Saturday, January 4, 2014

The Duck Commander Drake Whistle

This is Cutter looking over his shoulder as I'm trying to take a picture of him...he was watching a mallard as it flew by us from behind me...
 
I thought it was the last weekend for ducks and next weekend was the late season for geese. As it turns out, ducks will be open next weekend as well. Who knows what the weather will do but this storm has brought a ton of ducks to the river.
 
It's been a weird season for sure. Early on we had a cold snap and the river was packed full of ducks but over Christmas, the temps rose into the forties and some of the small water opened back up. The ducks left but they didn't go far. Even some of the early ducks stuck it out. In fact, I've shot two gadwalls in the past couple days and missed a chance at a pintail. But that's up in Wolf Creek and further south, it would appear that everything was locked up and the birds were already gone. Not so much...
 
Late in the season, ducks get pretty fricken smart and they don't want to come to a call and if your decs have any snow on them or if they're sitting still in stagnant water forget it; they'll flare before they get anywhere near shotgun range.
 
We have a running joke out here that involves the Duck Commander drake whistle. We pull it out when nothing's happening or when we can't get a duck to even take a look and blow it and say, "All right, get ready. Something's going to happen..." Then if anything comes in, in the next hour we attribute it to the whistle. We owe that to John Arnold because a few years ago he said it was the only call you needed and once we bought one we would throw every other call out. The truth is, I've never called a duck in with it and I thought John was full of crap until tonight.
 
I winged a drake early this afternoon and Cutter chased it across the river. As he swam after it, the drake kept quacking but it was more of a whistle than a quack.

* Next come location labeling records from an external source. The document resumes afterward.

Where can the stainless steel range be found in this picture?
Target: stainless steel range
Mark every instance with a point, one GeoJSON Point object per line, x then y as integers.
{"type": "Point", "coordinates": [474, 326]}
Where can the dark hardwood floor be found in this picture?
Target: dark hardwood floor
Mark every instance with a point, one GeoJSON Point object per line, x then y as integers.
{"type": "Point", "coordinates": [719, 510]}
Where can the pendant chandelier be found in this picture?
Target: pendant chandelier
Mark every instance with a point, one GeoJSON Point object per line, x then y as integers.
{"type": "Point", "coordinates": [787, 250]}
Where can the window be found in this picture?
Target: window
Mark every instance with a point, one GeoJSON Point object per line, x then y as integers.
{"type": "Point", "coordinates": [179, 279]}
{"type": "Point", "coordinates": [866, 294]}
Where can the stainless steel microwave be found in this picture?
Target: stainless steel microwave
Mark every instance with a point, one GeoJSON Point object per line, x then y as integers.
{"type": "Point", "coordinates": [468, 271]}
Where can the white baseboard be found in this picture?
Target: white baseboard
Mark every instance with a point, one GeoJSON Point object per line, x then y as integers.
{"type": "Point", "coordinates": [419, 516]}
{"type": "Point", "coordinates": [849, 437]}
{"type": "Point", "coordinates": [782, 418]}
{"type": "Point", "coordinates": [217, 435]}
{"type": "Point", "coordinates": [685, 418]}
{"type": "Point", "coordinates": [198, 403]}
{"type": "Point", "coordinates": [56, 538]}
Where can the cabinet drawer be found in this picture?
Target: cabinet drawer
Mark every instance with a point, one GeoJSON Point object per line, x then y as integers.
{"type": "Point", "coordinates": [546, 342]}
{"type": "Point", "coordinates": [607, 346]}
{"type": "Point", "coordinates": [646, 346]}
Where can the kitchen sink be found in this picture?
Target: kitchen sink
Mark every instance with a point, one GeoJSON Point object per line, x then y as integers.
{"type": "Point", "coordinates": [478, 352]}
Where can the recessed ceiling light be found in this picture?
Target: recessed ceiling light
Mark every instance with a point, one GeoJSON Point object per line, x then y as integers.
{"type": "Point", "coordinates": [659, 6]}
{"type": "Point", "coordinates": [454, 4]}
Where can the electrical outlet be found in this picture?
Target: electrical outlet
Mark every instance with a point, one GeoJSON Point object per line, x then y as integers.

It was a short note that carried a very long ways. Whenever I've heard the Duck Commander whistle, it was done with a long "dureeeeeeb," type of sound starting low and opening up at the end. In fact, if you read the directions on the package, that's how they tell you to use it. So I started making really short whistles staying with the same kind of attack but more like, "dreep, dreep, dreep...." I switched back and forth to my traditional call but much quieter and very sparingly.
 
HUGE difference. I never did get a duck to actually land in the decs but they were definitely taking plenty of looks and giving me plenty of opportunities. Some actually landed just behind me or just down river if I didn't get a shot, which ended up allowing me to put the sneak on them and jump them.
 
Cutter and I wound up getting five tonight and we never did get the one he had chased across the river. He gave it his best but that drake's webbed feet were a little better this time than Cutter's. It's the first duck he hasn't been able to retrieve all season and given the fact that he's retrieved a number of cripples that floated down river from other hunters, plus the few that have dove on him that he waits out and eventually gets, I'd say that he's done an amazing job being only 2 years old.
 
I also missed PLENTY this evening as usual so I would say the action was pretty stellar. I probably won't be throwing all my calls away but I definitely have a better appreciation for the whistle.
 
Keep 'em where they live...

1 comment:

  1. I just read this post...sounds like a third grader wrote it. I should do a better job proof reading.